Exponential View

Exponential View

🔮 Exponential View #568: The labs are rationing. Did you notice?

Azeem Azhar and Nathan Warren
Apr 05, 2026
∙ Paid

Always an excellent perspective on emerging systems and their impacts across the human landscape. – Neill K., a paying member


Hi all,

Welcome to the Sunday edition, where we make sense of the week behind us. Before you dive in, catch my latest podcast about how I adapted Andrej Karpathy’s autoresearch for knowledge work (essay on this is here + GitHub repo for paying members of Exponential View).


The compute crunch

A couple of months ago, I wrote that AI capex looked more like a stampede than a bubble. I argued that by fixating on the bubble question, markets are worrying about the wrong thing. The real issue is the compute crunch. What I wrote then still stands:

The Big Tech companies have massive demand from generative AI workloads and the growth of cloud, which means they are having to turn business away. Last year, AWS lost a $10 million contract to host Fortnite because it couldn’t guarantee compute capacity. Something similar happened to Microsoft.
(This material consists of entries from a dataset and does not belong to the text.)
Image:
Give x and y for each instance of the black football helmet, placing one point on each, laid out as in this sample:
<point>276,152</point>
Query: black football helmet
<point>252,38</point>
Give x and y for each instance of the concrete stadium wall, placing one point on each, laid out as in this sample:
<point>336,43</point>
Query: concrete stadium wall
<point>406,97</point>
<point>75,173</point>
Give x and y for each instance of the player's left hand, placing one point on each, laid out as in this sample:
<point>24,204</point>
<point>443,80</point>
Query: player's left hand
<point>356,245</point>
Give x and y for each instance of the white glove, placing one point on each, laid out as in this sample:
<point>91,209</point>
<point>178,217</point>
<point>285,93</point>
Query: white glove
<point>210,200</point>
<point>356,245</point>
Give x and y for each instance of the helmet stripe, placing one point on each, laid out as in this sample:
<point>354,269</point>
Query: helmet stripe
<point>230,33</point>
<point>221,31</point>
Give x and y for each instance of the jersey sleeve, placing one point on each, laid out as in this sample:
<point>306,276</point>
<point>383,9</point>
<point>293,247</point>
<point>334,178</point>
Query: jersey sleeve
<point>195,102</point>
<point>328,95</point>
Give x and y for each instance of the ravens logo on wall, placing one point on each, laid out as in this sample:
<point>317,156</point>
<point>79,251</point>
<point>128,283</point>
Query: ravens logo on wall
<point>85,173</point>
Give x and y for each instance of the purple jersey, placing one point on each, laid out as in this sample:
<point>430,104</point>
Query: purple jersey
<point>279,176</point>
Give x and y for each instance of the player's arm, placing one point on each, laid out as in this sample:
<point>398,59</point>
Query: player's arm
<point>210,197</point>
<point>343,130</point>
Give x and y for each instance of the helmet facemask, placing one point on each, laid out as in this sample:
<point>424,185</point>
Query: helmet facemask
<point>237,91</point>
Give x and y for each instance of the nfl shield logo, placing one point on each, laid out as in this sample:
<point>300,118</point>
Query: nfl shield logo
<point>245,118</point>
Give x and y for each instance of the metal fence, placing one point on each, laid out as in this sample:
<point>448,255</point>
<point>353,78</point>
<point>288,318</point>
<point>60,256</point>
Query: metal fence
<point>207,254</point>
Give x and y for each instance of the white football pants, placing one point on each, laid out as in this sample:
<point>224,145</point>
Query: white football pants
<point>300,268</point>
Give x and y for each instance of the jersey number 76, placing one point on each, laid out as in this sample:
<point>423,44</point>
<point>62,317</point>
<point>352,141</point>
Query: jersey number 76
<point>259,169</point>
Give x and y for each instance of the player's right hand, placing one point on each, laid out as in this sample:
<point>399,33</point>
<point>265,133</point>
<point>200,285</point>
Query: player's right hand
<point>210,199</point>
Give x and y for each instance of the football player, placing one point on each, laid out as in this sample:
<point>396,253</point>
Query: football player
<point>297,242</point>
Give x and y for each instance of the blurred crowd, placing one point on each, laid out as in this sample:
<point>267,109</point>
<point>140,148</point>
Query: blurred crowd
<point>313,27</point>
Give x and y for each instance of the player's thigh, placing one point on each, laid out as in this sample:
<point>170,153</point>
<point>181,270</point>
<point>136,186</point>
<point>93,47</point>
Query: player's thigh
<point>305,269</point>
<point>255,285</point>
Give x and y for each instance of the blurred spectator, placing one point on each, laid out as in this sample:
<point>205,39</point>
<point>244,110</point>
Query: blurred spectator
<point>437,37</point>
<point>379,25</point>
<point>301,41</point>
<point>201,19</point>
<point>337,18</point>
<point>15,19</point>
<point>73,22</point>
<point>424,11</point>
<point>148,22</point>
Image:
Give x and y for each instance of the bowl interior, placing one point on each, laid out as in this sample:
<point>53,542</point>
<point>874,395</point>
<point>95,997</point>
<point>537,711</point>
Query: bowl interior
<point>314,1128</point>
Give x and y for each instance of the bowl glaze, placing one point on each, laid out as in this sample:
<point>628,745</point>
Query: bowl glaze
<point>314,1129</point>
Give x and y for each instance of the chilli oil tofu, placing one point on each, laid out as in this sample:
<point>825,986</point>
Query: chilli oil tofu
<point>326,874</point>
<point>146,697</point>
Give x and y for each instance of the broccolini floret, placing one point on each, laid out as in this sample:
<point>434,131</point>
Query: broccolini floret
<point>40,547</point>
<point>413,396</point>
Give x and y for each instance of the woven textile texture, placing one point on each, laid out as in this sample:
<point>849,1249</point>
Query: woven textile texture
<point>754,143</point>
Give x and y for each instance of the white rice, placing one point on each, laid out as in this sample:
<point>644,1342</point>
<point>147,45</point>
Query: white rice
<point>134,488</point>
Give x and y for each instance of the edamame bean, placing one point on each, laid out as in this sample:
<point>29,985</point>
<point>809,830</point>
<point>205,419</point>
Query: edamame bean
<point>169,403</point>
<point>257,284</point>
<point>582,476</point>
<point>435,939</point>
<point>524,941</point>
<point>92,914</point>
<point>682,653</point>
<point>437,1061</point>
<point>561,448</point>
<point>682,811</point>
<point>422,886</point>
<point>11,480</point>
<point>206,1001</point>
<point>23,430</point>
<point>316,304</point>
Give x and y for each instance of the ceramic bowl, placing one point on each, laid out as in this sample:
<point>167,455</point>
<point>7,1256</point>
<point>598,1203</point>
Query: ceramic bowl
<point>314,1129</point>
This week, OpenAI’s CFO says they’re passing on opportunities because there’s not enough compute. Codex went from 100,000 to 2 million developers in three months. Killing Sora will help. Anthropic has tightened the limits – some 7% of users will hit session limits they wouldn’t have hit before. H100 rental prices hit an 18-month high. Meanwhile, Alibaba closed-sourced Qwen, its open-weight leader. Tomorrow’s data edition will be dedicated to this trend.

See also:

  • The decade-long feud between OpenAI and Anthropic: A deeply reported piece on the history of the split and the competing visions of AI that emerged from it.

Why can’t we just get along?
  • The same day OpenAI killed Sora, Kuaishou’s Kling AI reported $300 million annualized video revenue (Q4: $47 million), with 2026 expected to more than double.

  • GitHub Copilot started injecting promotional content into code reviews. The developer community was not happy and the feature was pulled back.


When agents meet markets

Economists forecast AI will add 1-1.5 percentage points to annual US growth by 2050 under a rapid AI progress scenario. They also believe there will be 10 million fewer jobs and inequality at its highest since 1939.

My friend Erik Brynjolfsson believes the consensus underweights AI-driven GDP growth. Erik and Alex Imas point out that economists are anchored to historical precedent. I think it’ll be complex. We could reasonably see a phase change, much as the 1820s saw phase change in long-range GDP growth. But measured GDP growth might look disappointing if there is price deflation in AI-affected sectors or an expansion in non-market value. The revolution might be real, but the measuring tape might miss it.